Z-Image uses the Qwen3-4B text encoder, not a standard CLIP. In ComfyUI set the CLIP type to lumina2 and point it at qwen_3_4b.safetensors; standard CLIP nodes produce unusable conditioning.

The text-encoder offload feels slow

ComfyUI streams the Qwen3-4B text encoder across the PCIe link during sequential offload. The RTX 4070 is on a PCIe Gen4 x16 link (roughly half the bandwidth of a Gen5 card), so the offloaded-encoder stage is a little slower than on a Gen5 host — the FP8 transformer sampling itself runs on-GPU and is unaffected. If conditioning latency bothers you, keep the encoder resident by stepping down to a smaller GGUF tier to free VRAM.

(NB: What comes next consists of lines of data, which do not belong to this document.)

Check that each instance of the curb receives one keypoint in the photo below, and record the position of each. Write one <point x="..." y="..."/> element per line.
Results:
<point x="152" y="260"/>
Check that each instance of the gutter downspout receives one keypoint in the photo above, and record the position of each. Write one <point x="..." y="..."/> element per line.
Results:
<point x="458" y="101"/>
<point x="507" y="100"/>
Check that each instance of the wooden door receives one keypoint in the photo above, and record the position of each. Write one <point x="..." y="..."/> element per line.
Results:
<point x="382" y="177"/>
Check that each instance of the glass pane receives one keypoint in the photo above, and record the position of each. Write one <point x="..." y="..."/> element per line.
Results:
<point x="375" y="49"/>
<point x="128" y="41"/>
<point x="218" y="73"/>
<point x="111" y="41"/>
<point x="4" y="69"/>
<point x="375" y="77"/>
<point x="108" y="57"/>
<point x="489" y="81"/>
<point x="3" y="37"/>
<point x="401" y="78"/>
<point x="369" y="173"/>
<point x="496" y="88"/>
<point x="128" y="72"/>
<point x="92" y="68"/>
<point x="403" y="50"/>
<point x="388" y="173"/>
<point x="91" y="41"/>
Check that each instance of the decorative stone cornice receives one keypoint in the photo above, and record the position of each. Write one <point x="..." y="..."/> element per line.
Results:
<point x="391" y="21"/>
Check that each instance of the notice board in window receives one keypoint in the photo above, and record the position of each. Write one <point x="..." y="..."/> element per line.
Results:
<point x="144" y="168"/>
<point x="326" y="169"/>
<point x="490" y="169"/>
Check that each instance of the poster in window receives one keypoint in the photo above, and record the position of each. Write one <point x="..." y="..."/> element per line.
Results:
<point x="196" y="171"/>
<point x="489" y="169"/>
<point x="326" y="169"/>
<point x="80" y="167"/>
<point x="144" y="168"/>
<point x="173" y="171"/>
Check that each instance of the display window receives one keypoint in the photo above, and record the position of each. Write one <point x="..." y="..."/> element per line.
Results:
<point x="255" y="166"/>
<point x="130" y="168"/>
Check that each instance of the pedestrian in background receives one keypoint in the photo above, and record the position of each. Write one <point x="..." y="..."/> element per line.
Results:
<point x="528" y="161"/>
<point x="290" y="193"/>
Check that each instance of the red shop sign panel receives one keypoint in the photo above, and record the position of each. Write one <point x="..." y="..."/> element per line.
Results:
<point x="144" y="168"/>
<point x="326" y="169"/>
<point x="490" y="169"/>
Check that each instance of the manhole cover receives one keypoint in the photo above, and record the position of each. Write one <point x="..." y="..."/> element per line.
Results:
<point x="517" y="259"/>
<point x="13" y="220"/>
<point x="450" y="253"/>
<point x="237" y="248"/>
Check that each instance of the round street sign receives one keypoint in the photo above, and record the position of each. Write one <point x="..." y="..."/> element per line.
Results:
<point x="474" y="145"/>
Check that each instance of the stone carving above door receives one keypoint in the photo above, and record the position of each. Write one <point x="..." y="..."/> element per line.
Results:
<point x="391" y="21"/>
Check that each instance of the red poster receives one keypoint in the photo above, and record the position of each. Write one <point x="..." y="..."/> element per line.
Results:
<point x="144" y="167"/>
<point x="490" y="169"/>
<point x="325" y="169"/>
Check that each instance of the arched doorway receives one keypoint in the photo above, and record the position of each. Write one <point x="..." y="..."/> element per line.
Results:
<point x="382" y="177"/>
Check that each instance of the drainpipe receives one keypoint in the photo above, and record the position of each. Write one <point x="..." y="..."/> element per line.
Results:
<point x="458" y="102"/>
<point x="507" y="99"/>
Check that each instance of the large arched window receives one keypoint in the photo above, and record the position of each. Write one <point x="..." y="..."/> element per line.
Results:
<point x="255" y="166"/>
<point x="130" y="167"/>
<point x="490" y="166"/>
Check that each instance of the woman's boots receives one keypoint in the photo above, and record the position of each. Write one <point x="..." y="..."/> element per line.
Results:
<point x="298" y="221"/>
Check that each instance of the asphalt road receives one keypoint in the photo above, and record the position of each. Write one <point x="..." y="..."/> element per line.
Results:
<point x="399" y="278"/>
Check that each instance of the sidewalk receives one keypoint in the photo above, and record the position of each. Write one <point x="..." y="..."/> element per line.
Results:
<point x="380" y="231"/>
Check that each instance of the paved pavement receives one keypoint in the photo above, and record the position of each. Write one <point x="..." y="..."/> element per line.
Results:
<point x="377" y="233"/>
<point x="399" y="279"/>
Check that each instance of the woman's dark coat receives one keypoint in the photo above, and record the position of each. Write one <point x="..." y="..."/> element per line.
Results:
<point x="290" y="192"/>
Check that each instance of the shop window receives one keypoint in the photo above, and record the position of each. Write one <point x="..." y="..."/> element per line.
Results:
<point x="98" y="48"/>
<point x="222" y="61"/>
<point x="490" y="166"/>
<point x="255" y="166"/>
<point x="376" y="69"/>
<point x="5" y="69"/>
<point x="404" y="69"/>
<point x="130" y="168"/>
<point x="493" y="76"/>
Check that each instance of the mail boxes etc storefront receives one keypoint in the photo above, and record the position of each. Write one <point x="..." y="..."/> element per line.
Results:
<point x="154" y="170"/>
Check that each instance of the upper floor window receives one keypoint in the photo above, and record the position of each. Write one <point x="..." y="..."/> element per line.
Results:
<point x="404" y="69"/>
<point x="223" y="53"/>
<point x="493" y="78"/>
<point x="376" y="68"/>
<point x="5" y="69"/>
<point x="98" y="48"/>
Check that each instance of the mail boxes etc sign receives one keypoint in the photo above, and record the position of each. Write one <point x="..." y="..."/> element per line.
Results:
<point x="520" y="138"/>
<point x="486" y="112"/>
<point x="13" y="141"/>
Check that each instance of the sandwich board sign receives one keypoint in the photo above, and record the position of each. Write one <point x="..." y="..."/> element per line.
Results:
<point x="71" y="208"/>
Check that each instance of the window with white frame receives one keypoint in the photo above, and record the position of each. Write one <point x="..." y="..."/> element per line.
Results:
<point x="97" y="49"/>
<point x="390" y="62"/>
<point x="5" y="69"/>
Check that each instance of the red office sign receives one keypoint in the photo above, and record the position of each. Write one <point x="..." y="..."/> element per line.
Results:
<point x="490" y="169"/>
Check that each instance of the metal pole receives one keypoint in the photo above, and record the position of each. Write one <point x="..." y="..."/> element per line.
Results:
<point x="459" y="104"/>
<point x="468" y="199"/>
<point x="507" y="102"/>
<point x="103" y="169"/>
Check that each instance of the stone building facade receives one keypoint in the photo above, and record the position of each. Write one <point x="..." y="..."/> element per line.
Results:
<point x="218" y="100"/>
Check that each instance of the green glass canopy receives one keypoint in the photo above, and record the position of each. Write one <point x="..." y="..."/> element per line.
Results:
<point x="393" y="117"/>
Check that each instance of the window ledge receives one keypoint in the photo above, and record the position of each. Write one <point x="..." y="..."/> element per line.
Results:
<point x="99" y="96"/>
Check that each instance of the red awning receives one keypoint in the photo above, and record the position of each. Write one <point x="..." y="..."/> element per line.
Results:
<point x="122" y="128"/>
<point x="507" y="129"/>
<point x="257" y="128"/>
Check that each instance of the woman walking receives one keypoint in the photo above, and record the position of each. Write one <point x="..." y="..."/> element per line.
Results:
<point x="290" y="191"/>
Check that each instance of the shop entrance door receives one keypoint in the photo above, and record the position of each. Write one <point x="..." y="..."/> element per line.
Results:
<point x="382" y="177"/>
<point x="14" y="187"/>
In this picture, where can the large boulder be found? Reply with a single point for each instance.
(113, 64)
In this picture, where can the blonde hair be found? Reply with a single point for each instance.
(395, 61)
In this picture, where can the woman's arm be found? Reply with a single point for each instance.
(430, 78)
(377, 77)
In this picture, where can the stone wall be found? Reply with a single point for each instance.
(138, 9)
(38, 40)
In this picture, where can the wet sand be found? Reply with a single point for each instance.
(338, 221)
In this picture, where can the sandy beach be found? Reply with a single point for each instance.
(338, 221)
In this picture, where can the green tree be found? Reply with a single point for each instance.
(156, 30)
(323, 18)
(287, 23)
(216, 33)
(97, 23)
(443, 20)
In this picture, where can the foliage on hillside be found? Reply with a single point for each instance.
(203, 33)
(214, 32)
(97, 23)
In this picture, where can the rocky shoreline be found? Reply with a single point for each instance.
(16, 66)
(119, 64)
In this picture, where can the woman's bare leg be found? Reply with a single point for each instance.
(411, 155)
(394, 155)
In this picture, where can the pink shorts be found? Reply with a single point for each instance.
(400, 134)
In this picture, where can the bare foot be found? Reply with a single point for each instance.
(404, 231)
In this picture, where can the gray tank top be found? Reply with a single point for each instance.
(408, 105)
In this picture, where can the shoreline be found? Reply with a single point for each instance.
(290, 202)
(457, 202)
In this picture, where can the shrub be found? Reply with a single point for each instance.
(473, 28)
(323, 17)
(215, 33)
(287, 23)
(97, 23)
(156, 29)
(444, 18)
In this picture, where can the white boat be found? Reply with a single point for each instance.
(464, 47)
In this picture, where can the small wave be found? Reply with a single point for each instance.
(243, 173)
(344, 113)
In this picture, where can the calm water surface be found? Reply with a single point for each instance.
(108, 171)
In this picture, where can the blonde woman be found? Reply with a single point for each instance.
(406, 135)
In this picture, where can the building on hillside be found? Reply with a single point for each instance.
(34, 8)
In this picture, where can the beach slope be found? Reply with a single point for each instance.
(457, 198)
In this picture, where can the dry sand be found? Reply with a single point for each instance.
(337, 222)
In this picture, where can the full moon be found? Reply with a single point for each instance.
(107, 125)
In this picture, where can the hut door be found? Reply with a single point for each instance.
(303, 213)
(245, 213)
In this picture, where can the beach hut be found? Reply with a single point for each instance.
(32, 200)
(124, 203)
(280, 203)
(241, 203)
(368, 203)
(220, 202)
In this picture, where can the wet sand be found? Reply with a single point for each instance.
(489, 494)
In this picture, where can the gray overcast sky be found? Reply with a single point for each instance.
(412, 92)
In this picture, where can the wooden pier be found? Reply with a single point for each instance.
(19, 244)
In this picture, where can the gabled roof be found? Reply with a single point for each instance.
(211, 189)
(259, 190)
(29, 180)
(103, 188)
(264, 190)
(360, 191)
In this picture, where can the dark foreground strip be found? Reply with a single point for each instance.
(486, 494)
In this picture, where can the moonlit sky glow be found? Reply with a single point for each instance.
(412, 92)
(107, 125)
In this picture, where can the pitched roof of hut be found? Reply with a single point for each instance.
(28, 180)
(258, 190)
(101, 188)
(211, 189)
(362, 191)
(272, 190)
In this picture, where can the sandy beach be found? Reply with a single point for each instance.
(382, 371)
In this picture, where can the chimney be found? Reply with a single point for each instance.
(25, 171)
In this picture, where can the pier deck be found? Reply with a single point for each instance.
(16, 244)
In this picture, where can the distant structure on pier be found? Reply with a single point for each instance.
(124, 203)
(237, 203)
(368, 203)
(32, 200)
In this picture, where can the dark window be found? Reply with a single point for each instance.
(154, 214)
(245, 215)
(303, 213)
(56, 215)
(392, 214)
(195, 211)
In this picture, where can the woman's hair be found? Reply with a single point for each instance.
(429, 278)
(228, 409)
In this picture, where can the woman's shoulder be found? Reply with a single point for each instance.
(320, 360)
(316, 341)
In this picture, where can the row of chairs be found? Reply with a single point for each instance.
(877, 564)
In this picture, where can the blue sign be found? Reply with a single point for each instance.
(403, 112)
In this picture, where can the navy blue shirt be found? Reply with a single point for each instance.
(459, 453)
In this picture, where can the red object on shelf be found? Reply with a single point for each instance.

1024×1024 outputs look noisy or grainy

The Juggernaut Z author flags this on the Civitai release notes: use 960×1440 (or a similar pixel area) instead, or apply the documented two-pass schedule (22 steps Res_2s/Beta at denoise 1.00, then 3 steps Res_2s/Normal at denoise 0.15).

Prefer the diffusers path instead of ComfyUI

The repo also ships the 🤗 Diffusers component layout, loadable with DiffusionPipeline.from_pretrained("RunDiffusion/Juggernaut-Z-Image", torch_dtype=torch.bfloat16) — but that path loads the BF16 weights, which do not fit the 12 GB RTX 4070 with a display attached. Per the HF model card, ZImagePipeline support requires diffusers ≥ 0.37.1. On this card stay on the FP8 ComfyUI path above; the diffusers BF16 route is for 16 GB+ cards.